Amazing, we came up close to so many creatures that we had never seen before. Bird life in abundance, from the biggest mighty Andean Condor to the smallest Tree hopper & everything in between. Mammals that are very specific to this area of the world, Guanaco, Mara, Armadillo and of course the Puma which remained elusive but one of the ‘O Team’ did see fresh paw prints in the mud on the day going over the John Garder pass.

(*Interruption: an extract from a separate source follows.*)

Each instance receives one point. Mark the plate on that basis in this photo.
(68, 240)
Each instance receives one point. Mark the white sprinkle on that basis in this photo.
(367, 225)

It’s not a difficult trek at all in comparison to others that we offer in the Alps. You trek at sea level most of the time so no problem with altitude. The maximum height gain on the longest day at 22k with approx + 800m with a descent of -1100m. Other days were not as difficult as this. The weather can be the main challenge at times, make sure you are prepared with good gear!
The weather is notoriously changeable in Patagonia and you often experience all seasons in one day! We were lucky, we only had one full day of rain on the Refuge Grey to Refuge Paine Grande day. It also rained after we arrived at Camp Los Perros. This quickly passed and by morning we awoke to clear skies. The Patagonian wind is something else, truly exhilarating!
We stayed in a variety of accommodation types; 4* hotel, refuges and camps, all were much better than expected. We overnighted in pre-erected tents at Seron & Los Perros, there is no alternative. They are erected on wooden platforms raised off the ground which makes the experience more comfortable. The tents also have a good thick mattress. You can either rent a sleeping bag or bring your own. The refuges have small dormitories, private rooms are possible in some locations. Hot showers are available in all locations apart from Los Perros. A good 3 couse meal is provided each evening & hearty breakfast of scrambled eggs, bread, jam, cereal, yogurt, fruit, tea & coffee. Each accommodation provides a picnic lunch which contains a sandwich, trail mix, cereal bar, chocolate and fruit.
From Puerto Natales we headed over the boarder into Argentinian Patagonia which is a must! More about that in our next Blog.
As usual we will plan the 2024 trek to make use of the best available accommodation on each night based on what we discovered on the recce. I will add more photos to our Gallery in due course.